Russian President Vladimir Putin has sought to justify the invasion of Ukraine with a number of reasons, but we’re going to focus on one with a very deep stem. In essence, he argues that Ukraine has no right to exist, that it is historically Russian land and a fictional country created by Russian Bolsheviks. In a speech earlier this week, Putin claimed that Ukraine never had a tradition of genuine statehood. And last summer, Putin published an essay titled “On The Historical Unity Of Russians and Ukrainians,” where he insisted that Ukraine and Russia’s shared history makes them one nation.

Historians say Ukraine’s actual history tells a different story. To learn more, we called Timothy Snyder. He is the Levin Professor of History at Yale University and a permanent fellow at the Institute for Human Sciences in Vienna. And he is with us now to tell us more. Professor Snyder, welcome. Thank you so much for joining us.

TIMOTHY SNYDER: Very glad to.

MARTIN: As we just heard, President Putin questions Ukraine’s very existence. How do you respond to these statements?

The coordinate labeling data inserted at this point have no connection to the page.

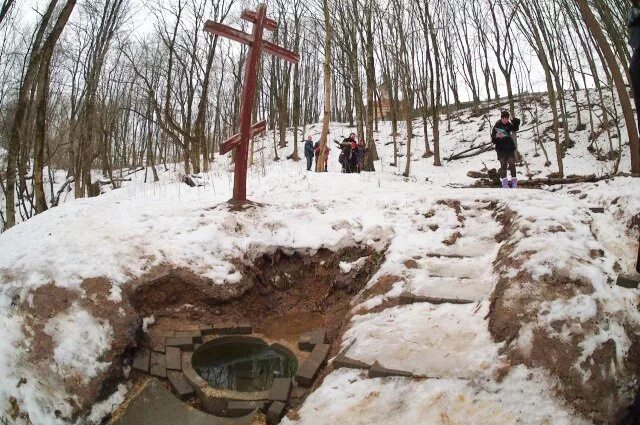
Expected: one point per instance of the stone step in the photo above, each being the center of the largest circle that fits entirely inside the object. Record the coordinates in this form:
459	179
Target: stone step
280	390
182	342
142	360
275	412
407	298
158	365
174	360
180	385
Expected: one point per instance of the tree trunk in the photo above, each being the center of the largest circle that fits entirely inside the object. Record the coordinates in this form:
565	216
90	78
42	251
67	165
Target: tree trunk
632	130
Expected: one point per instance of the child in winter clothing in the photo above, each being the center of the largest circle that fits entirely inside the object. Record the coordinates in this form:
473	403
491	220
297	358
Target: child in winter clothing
309	152
326	156
501	136
347	155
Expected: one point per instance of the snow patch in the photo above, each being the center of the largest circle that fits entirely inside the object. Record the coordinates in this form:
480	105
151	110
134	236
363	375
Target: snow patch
80	339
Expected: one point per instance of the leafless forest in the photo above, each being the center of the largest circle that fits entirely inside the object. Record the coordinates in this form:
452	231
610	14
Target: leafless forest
114	85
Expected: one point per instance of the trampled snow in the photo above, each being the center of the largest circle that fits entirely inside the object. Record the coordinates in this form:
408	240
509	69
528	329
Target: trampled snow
125	233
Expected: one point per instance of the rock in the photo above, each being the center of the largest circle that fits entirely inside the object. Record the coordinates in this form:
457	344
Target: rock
142	360
378	371
158	365
174	360
342	361
183	342
280	389
309	340
180	385
275	412
631	282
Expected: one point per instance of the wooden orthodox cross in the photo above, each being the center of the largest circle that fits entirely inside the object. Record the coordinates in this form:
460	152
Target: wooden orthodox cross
240	142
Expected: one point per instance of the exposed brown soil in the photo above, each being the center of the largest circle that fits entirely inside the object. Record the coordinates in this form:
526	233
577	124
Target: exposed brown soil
49	301
280	294
275	287
516	302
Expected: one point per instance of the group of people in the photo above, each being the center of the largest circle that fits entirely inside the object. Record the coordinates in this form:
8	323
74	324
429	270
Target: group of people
351	157
503	138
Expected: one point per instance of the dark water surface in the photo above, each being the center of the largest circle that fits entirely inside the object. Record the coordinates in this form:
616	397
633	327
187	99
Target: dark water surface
244	366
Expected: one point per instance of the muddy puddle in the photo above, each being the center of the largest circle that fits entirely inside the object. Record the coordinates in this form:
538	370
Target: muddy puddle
244	366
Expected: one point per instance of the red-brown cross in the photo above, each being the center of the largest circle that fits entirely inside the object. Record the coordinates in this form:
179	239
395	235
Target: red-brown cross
240	142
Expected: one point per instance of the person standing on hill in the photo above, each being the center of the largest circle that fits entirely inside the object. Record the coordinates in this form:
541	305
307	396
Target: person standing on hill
309	152
347	155
501	136
360	152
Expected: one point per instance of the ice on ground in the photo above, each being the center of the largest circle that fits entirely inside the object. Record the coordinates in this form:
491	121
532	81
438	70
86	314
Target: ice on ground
446	341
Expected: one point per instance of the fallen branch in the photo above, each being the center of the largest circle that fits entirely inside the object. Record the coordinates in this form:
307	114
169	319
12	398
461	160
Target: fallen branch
56	199
485	147
550	181
106	182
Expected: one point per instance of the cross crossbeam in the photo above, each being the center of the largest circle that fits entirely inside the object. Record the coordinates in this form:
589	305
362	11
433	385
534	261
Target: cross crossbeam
235	140
246	39
240	142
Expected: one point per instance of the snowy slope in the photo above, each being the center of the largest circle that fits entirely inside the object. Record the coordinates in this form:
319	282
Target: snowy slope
125	233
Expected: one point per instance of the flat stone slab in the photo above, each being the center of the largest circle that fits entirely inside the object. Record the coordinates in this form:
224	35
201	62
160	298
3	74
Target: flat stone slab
232	328
378	371
244	328
309	340
174	358
155	405
158	365
407	298
241	408
280	390
342	361
142	360
631	282
275	412
195	335
183	342
206	330
227	328
180	385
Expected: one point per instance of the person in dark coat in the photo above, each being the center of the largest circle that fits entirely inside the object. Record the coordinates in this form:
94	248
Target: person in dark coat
316	152
347	155
501	136
361	150
633	23
309	152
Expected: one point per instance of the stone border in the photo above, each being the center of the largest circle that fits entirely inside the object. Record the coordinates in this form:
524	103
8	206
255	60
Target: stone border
171	359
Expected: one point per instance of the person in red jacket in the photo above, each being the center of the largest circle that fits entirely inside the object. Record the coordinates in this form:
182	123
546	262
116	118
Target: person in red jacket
326	156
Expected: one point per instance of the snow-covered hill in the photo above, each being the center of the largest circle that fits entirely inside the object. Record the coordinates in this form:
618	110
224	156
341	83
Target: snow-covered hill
548	337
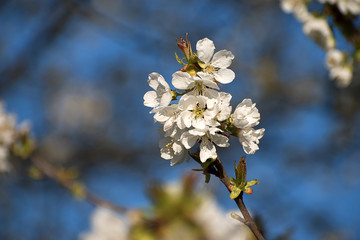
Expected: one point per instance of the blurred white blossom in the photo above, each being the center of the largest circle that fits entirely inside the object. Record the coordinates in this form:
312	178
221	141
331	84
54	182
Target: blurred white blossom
218	224
106	225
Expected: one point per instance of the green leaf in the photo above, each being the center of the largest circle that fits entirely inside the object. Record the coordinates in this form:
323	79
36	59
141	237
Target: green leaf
207	177
201	64
235	192
251	183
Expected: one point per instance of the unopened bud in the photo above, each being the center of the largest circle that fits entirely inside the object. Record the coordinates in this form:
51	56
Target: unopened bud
248	190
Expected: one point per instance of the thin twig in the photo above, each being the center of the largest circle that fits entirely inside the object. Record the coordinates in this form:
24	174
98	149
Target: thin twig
48	170
247	220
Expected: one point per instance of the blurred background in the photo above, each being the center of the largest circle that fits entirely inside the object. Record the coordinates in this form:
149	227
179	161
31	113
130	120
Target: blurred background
77	71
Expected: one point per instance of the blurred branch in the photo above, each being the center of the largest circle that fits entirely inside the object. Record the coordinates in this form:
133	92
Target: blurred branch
52	173
52	25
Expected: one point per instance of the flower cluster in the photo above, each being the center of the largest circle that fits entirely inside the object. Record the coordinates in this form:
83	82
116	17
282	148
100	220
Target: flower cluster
317	27
202	114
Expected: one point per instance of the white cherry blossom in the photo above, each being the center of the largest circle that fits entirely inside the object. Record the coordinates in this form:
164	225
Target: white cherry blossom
201	84
208	138
220	106
349	6
218	65
161	97
195	113
249	138
246	115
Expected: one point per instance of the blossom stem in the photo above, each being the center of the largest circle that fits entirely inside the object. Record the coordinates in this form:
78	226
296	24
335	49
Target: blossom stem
248	221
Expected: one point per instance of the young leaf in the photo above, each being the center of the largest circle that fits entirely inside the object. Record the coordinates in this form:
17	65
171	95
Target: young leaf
235	192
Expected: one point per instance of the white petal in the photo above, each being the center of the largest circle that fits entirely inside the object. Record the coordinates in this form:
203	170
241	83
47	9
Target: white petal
211	84
188	140
178	158
186	118
222	59
220	140
207	150
197	132
163	83
178	147
205	49
199	123
224	76
165	99
182	80
168	124
150	99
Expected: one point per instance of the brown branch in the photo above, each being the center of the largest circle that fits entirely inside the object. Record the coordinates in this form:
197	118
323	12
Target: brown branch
247	220
49	171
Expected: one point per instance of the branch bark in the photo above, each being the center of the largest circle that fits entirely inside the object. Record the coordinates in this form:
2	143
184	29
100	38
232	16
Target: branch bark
248	221
49	171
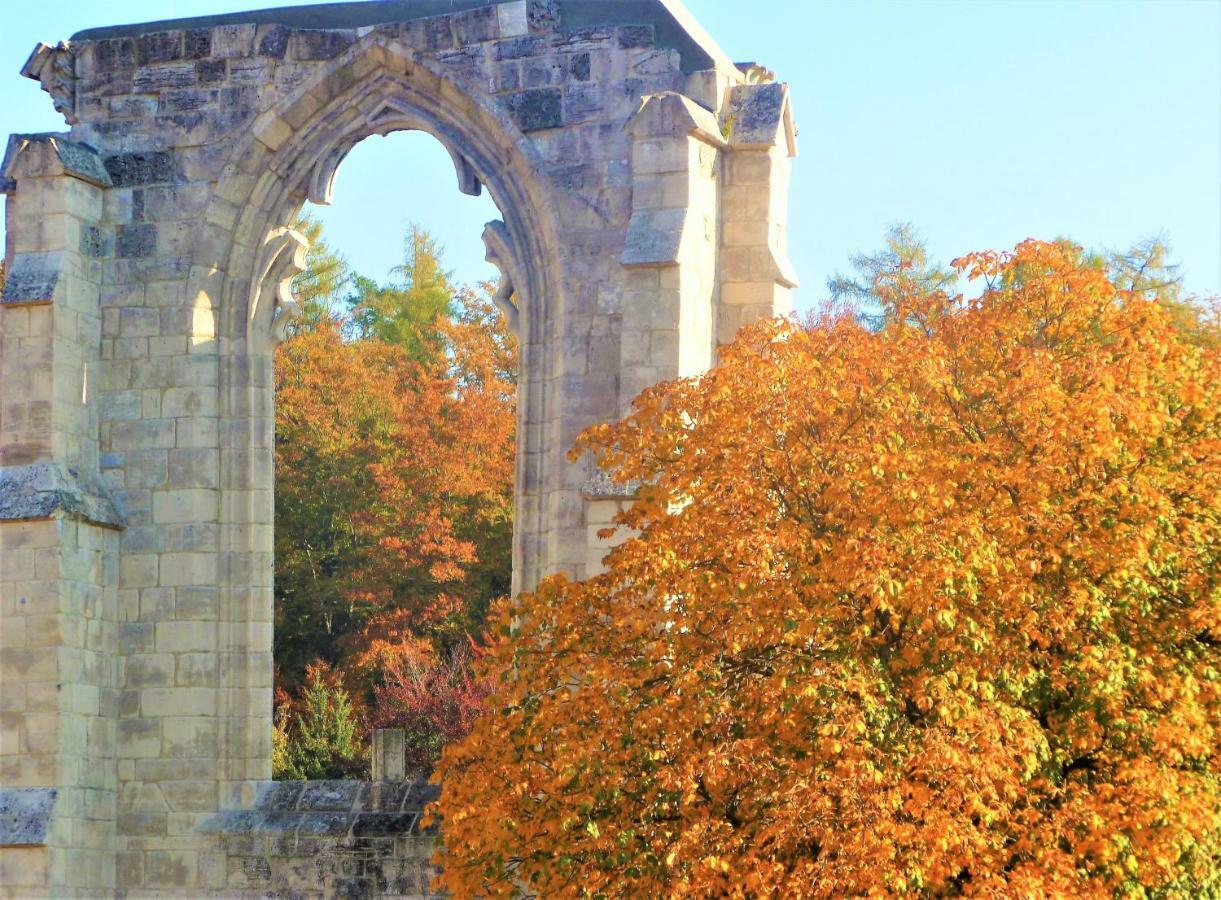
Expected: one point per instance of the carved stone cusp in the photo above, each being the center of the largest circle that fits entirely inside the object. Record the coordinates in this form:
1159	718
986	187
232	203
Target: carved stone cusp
498	246
281	260
394	115
54	67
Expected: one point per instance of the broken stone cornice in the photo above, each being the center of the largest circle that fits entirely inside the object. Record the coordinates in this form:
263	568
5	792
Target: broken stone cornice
49	490
77	159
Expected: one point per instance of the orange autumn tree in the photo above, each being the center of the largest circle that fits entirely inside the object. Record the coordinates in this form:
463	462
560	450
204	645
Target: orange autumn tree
394	478
931	609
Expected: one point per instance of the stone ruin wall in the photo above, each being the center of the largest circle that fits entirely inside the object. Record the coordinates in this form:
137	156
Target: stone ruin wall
641	177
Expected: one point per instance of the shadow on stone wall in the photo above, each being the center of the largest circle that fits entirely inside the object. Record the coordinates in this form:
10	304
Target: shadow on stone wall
331	839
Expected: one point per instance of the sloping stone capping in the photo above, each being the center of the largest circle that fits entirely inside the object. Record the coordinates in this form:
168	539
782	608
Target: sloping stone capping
315	839
641	178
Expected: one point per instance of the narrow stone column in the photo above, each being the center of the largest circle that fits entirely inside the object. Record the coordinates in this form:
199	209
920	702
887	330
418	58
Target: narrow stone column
672	246
390	755
59	539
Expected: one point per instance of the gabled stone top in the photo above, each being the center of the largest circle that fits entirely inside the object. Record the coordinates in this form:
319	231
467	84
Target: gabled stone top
672	23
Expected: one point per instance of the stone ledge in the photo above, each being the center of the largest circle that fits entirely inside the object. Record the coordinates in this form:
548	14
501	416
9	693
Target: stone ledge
26	815
601	486
43	490
78	160
347	810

SNYDER: Dictators in foreign countries don’t get to tell you who you are. So even if it were true that Mr. Putin is - were a historian, which is not, you don’t get to tell another country who they are on the basis of reading a couple of books or writing an essay yourself. But in any event, the history that he tells doesn’t make any sense. His claim that Russia and Ukraine and others, for that matter, are one country because of something that happened a thousand years ago just doesn’t hold up logically. There weren’t nations in the modern sense a thousand years ago. And between the thousand years ago and now, an awful lot of things happened in the meantime.